Council starts the film in half a decade of isolation as punishment for his organizing; subsequently in production, he is almost beaten to death by guards and loses sight in an eye.

A Story of One Inmate: Brutality and Obfuscation

This violence is, the film shows, standard within the ADOC. While imprisoned sources persisted to collect evidence, the directors looked into the killing of Steven Davis, who was assaulted beyond recognition by guards inside the Donaldson correctional facility in 2019. The Alabama Solution follows Davis’s parent, Sandy Ray, as she seeks answers from a recalcitrant ADOC. The mother learns the state’s version—that Davis threatened guards with a weapon—on the television. But multiple imprisoned observers informed the family's attorney that the inmate held only a plastic knife and surrendered immediately, only to be assaulted by four guards regardless.

A guard, Roderick Gadson, smashed the inmate's skull off the concrete floor “repeatedly.”

After years of evasion, Sandy Ray spoke with Alabama’s “tough on crime” top lawyer a state official, who informed her that the state would not press criminal counts. The officer, who had more than 20 individual legal actions claiming brutality, was promoted. The state covered for his legal bills, as well as those of all other guard—part of the $51 million spent by the government in the past five years to protect officers from misconduct lawsuits.

Compulsory Labor: A Modern-Day Slavery Scheme

This state benefits economically from ongoing mass incarceration without supervision. The film describes the shocking extent and double standard of the ADOC’s work initiative, a forced-labor arrangement that essentially functions as a modern-day mutation of chattel slavery. This program supplies $450 million in products and services to the government each year for virtually minimal wages.

In the system, incarcerated laborers, overwhelmingly African American Alabamians considered unfit for the community, earn two dollars a 24-hour period—the identical pay scale established by Alabama for incarcerated workers in the year 1927, at the peak of racial segregation. These individuals work upwards of 12 hours for corporate entities or public sites including the government building, the executive residence, the Alabama supreme court, and municipal offices.

“They trust me to work in the community, but they don’t trust me to give me release to get out and go home to my loved ones.”

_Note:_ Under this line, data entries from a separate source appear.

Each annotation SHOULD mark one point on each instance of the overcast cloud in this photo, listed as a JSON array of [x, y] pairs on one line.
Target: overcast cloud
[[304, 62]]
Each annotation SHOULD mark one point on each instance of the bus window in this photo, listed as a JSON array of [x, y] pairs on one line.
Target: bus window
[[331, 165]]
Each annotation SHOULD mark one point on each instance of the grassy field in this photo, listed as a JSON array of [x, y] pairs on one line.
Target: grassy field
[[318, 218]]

Such workers are numerically less likely to be paroled than those who are not, even those deemed a greater public safety risk. “That gives you an idea of how valuable this low-cost workforce is to Alabama, and how critical it is for them to keep individuals imprisoned,” stated the director.

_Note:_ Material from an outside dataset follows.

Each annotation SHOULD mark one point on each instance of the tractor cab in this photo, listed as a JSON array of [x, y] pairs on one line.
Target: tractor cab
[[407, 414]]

State-wide Strike and Ongoing Fight

The Alabama Solution culminates in an incredible achievement of activism: a state-wide inmates' work stoppage demanding better treatment in October 2022, led by Council and his co-organizer. Illegal cell phone video shows how ADOC broke the strike in 11 days by starving prisoners en masse, choking Council, sending soldiers to intimidate and attack others, and severing contact from strike leaders.

The National Issue Beyond One State

This strike may have ended, but the message was evident, and outside the state of Alabama. An activist concludes the film with a plea for change: “The things that are taking place in this state are taking place in your region and in the public's name.”

From the documented abuses at the state of New York's Rikers Island, to the state of California's use of over a thousand incarcerated emergency responders to the frontlines of the Los Angeles wildfires for below minimum wage, “you see similar situations in the majority of jurisdictions in the union,” said the filmmaker.

“This isn’t just one state,” added Kaufman. “We’re witnessing a new wave of ‘tough on crime’ approaches and rhetoric, and a retributive strategy to {everything
Darlene Howard
Darlene Howard

Finanzexpertin mit ĂŒber 10 Jahren Erfahrung in Börsenanalyse und Investmentstrategien, spezialisiert auf europĂ€ische MĂ€rkte.